The ROBUSTREG Procedure

Computational Resources

The algorithms for the various estimation methods need a different amount of memory for working space. Let p be the number of parameters that are estimated, and let n be the number of observations that are used in the model estimation.

For M estimation, the minimum required working space (in bytes) is

$3n + 2p^2 + 30p$

If sufficient space is available, the input data set is also kept in memory; otherwise, the input data set is read again to compute the iteratively reweighted least squares estimates, and the execution time of the procedure increases substantially. For each of the reweighted least squares, $O(np^2+p^3)$ multiplications and additions are required for computing the crossproduct matrix and its inverse. The $O(v)$ notation means that, for large values of the argument, v, $O(v)$ is approximately a constant times v.

Because the iteratively reweighted least squares algorithm converges very quickly (usually within fewer than 20 iterations), the computation of M estimates is fast.

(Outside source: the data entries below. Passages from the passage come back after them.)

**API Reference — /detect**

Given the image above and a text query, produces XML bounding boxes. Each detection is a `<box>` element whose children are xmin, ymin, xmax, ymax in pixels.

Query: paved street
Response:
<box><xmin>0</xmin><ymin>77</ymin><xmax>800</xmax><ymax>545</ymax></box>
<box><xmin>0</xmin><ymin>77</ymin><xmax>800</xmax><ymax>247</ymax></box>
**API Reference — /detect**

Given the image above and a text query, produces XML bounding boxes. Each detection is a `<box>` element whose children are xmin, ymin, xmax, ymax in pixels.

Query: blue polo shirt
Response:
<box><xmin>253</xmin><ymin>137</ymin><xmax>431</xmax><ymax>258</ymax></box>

LTS estimation is more expensive in computation. The minimum required working space (in bytes) is

$np + 12n+ 4p^2 + 60p$

The memory is mainly used to store the current data that the LTS algorithm uses for modeling. The LTS algorithm uses subsampling and spends much of its computing time on resampling and computing estimates for subsamples. Because it resamples if singularity is detected, the LTS algorithm might take more time if the data set has serious singularities.

The MCD algorithm for leverage-point diagnostics is similar to the LTS algorithm.